Use option -sup (-inf) if you want to produce a benchmark whose distribution of the ratio of external in-degree/total in-degree is superiorly (inferiorly) bounded by the mixing parameter.
——————– Examples —————————
Example1: ./benchmark -N 1000 -k 15 -maxk 50 -muw 0.1 -minc 20 -maxc 50 Example2: ./benchmark -f flags.dat -t1 3
- Reference
Lancichinetti, Andrea, and Santo Fortunato. “Benchmarks for testing community detection algorithms on directed and weighted graphs with overlapping communities.” Physical Review E 80.1 (2009): 016118.
-
gct.
generate_undirected_unweighted_hier_random_graph_LFR
(name, N, k=None, maxk=None, mu1=None, mu2=None, t1=None, t2=None, minc=None, maxc=None, on=None, om=None, minC=None, maxC=None, seed=None, overide=False)¶ Lancichinetti-Fortunato-Radicchi Benchmark geneartor. Original from https://sites.google.com/site/andrealancichinetti/files
Parameter
-N
[number of nodes]
-k
[average degree]
-maxk
[maximum degree]
-t1
[minus exponent for the degree sequence]
-t2
[minus exponent for the community size distribution]
-minc
[minimum for the micro community sizes]
-maxc
[maximum for the micro community sizes]
-on
[number of overlapping nodes]
-om
[number of memberships of the overlapping nodes]
-minC
[minimum for the macro community size]
-maxC
[maximum for the macro community size]
-mu1
[mixing parameter for the macro communities (see Readme file)]
-mu2
[mixing parameter for the micro communities (see Readme file)]
——————– Examples —————————
Example2: ./hbenchmark -f flags.dat
./hbenchmark -N 10000 -k 20 -maxk 50 -mu2 0.3 -minc 20 -maxc 50 -minC 100 -maxC 1000 -mu1 0.1
- Reference
Lancichinetti, Andrea, and Santo Fortunato. “Benchmarks for testing community detection algorithms on directed and weighted graphs with overlapping communities.” Physical Review E 80.1 (2009): 016118.
-
gct.
generate_random_ovp_graph_LFR
(name, N, k=None, maxk=None, mut=None, muw=None, beta=None, t1=None, t2=None, minc=None, maxc=None, on=None, om=None, C=None, a=0, weighted=False, seed=None, overide=False)¶ Extended version of the Lancichinetti-Fortunato-Radicchi Benchmark for Weighted Overlapping networks to evaluate clustering algorithms using generated ground-truth communities.

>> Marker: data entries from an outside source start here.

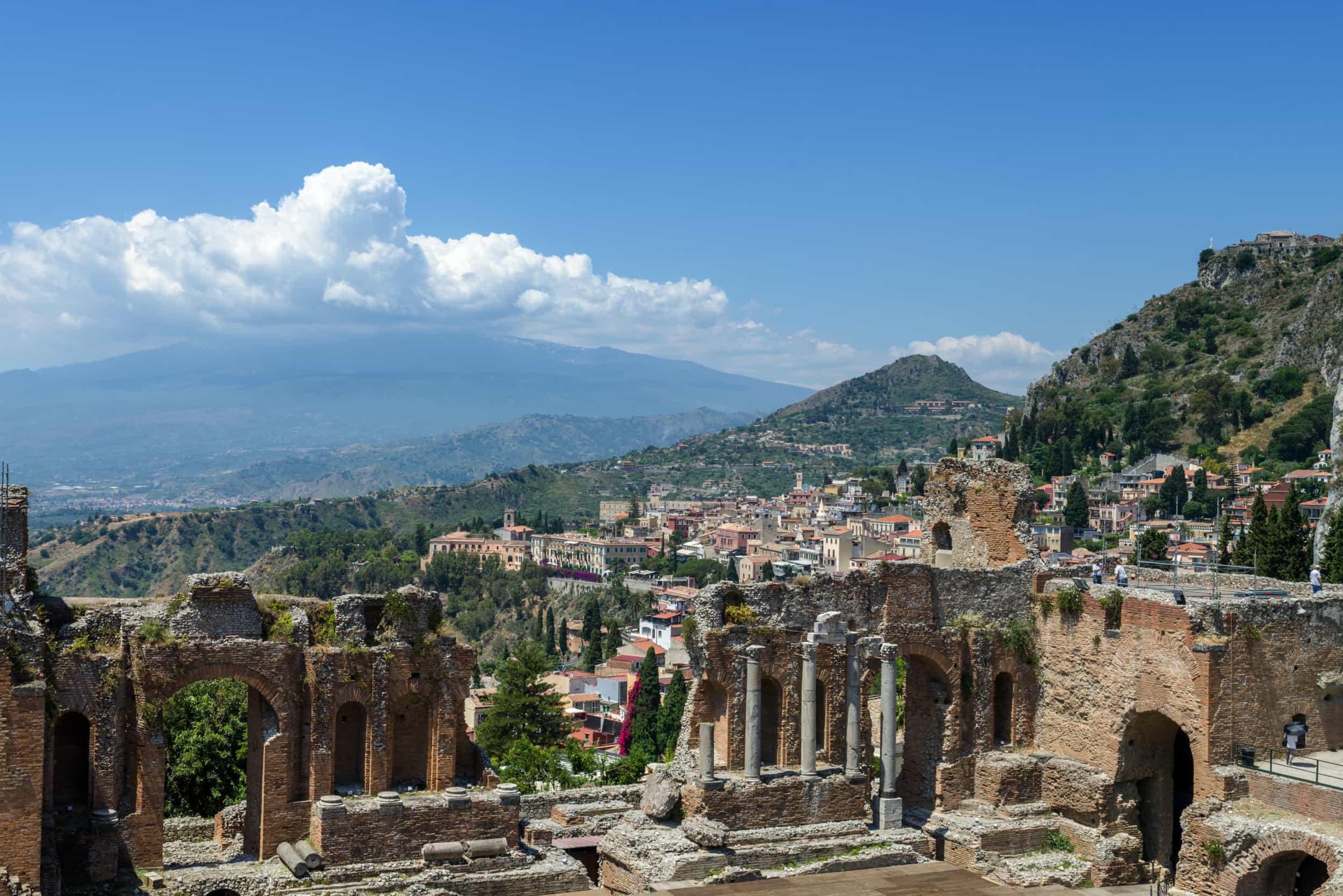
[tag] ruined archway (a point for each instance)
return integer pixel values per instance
(348, 742)
(269, 778)
(1157, 755)
(70, 761)
(926, 707)
(1285, 873)
(771, 717)
(410, 742)
(1002, 709)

Refer https://github.com/eXascaleInfolab/LFR-Benchmark_UndirWeightOvp
Parameter
-N
[number of nodes]
-k
[average degree]
-maxk
[maximum degree]
-mut
[mixing parameter for the topology]
-muw
[mixing parameter for the weights]
-beta
[exponent for the weight distribution]
-t1
[minus exponent for the degree sequence]
-t2
[minus exponent for the community size distribution]
-minc
[minimum for the community sizes]
-maxc
[maximum for the community sizes]
-on
[number of overlapping nodes]
-om
[number of memberships of the overlapping nodes]
-C
[Average clustering coefficient]
-cnl
[output communities as strings of nodes (input format for NMI evaluation)]
-name
[base name for the output files]. It is used for the network, communities and statistics; files extensions are added automatically:
.nsa - network, represented by space/tab separated arcs .nse - network, represented by space/tab separated edges {.cnl, .nmc} - communities, represented by nodes lists ‘.cnl’ if ‘-cnl’ is used, otherwise as a nodes membership in communities ‘.nmc’) .nst - network statistics
-seed
[file name of the random seed, default: seed.txt]
-a
[{0, 1} yield directed network (1 - arcs) rather than undirected (0 - edges), default: 0 - edges]
- Reference
Lancichinetti, Andrea, and Santo Fortunato. “Benchmarks for testing community detection algorithms on directed and weighted graphs with overlapping communities.” Physical Review E 80.1 (2009): 016118.